Hay una película de Nicholas Ray, Hombres errantes, que arranca con una escena mítica que siempre me
ha causado un efecto arrebatador: una camioneta avanza en plena noche por una
carretera comarcal. Al amanecer, se detiene, se abre la portezuela del copiloto
y Robert Mitchum desciende de un salto y se despide del conductor. La camioneta
continúa su camino y él se queda solo en la cuneta, con su pequeña mochila a la
espalda. Aparenta unos cuarenta años. De repente, empieza a caminar, recorre un
trecho a pie, remonta una colina y, una vez arriba, divisa al otro lado lo que
parece una granja abandonada. Avanza tranquilamente hacia ella, la mañana es
clara y soleada, y al llegar allí se queda parado ante la cerca y contempla en
silencio la casa que poco a poco va apareciendo en la pantalla y que representa
el escenario en el que sin lugar a dudas transcurrieron los años de su
infancia. Se trata de una vieja casa de madera, medio destartalada, que
probablemente no había vuelto a ver desde que era un niño, pero la expresión de
su cara denota que no sabe muy bien qué hacer ni qué pensar. Al final se decide
a saltar la valla y se acerca a la puerta, pero no consigue abrirla. Entonces
da la impresión de recordar algo: se dirige a la parte trasera y se arrastra
con decisión bajo los cimientos. Luego mete la mano en un hueco entre las vigas
y al instante saca una vieja caja de hojalata en la que hay algunas cosas
revueltas: un mazo de cromos, algunas monedas, trozos de cuerda, un revólver de
madera y cosas así: el tesoro que había ocultado en aquel lugar cuando era
niño.
A partir de cierta edad todos tenemos la impresión de haber
dejado un tesoro abandonado en alguna parte. De ahí procede también, por otro
lado, esa incómoda sensación de haber sido estafados o desposeídos que a veces
inexplicablemente nos abruma. Lo malos es que tendemos a pensar que regresar es
posible. Regresar y recuperar aquello que escondimos: algo en verdad
maravilloso, sin duda lo mejor que hemos tenido. Pero no. El supuesto tesoro
deja de serlo en el momento de ser desenterrado.
El impasible rostro de Robert Mitchum refleja, sin embargo,
una mezcla de emociones contenidas: la mirada desenfocada de la nostalgia, al
principio. Después, la decepción, ahí junto a la comisura de la boca: una
decepción en realidad tan ingenua que amaga con convertirse en el inicio de una
sonrisa que no llega a emerger. Pero al final, sobre todo, un vislumbre de
liberación muy real. Ahí es adonde quería llegar: a ese vislumbre, a esa
especie de liberación que sigue al desengaño.
Momentos después, ya en el interior de la casa, echa un
vistazo a los cuartos y dice:
-Yo nací en esa habitación.
Y el hombre que ahora le acompaña, el nuevo ocupante de la
vivienda, un viejo solitario y medio vagabundo, mal afeitado y un tanto
desconfiado.
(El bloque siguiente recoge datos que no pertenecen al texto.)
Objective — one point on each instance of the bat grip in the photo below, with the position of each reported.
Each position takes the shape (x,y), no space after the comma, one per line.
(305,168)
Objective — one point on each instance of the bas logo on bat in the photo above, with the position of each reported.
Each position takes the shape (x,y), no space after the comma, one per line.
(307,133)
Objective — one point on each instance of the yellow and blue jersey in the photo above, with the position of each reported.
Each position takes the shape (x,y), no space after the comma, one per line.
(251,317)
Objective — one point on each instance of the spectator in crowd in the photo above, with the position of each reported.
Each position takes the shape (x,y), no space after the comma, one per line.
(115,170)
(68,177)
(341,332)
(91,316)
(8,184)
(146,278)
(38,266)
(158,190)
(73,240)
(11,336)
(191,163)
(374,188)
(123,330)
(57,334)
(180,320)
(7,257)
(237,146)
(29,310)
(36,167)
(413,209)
Le contesta con sequedad:
-No es para estar orgulloso –y un poco después inquiere sin
verdadero interés- ¿qué le ha hecho volver?
A lo que Robert Mitchum, echándose de nuevo la mochila al
hombro, responde:
-No lo sé.
Sólo le falta añadir: “Pero sentí que debía hacerlo”.
En fin, nada muy transcendental. Sin embargo, ése es el punto que hay que alcanzar y que, a mí,
tan difícil me ha resultado siempre. El momento en que uno deja de mirar hacia
atrás porque comprende que ya no sirve de nada. Que no hay nada ahí que merezca
la pena recuperar. Nada demasiado valioso, ni sagrado, ni nada de eso.
Fernando Luis
Chivite. La fuga de todo. Ediciones Bassarai.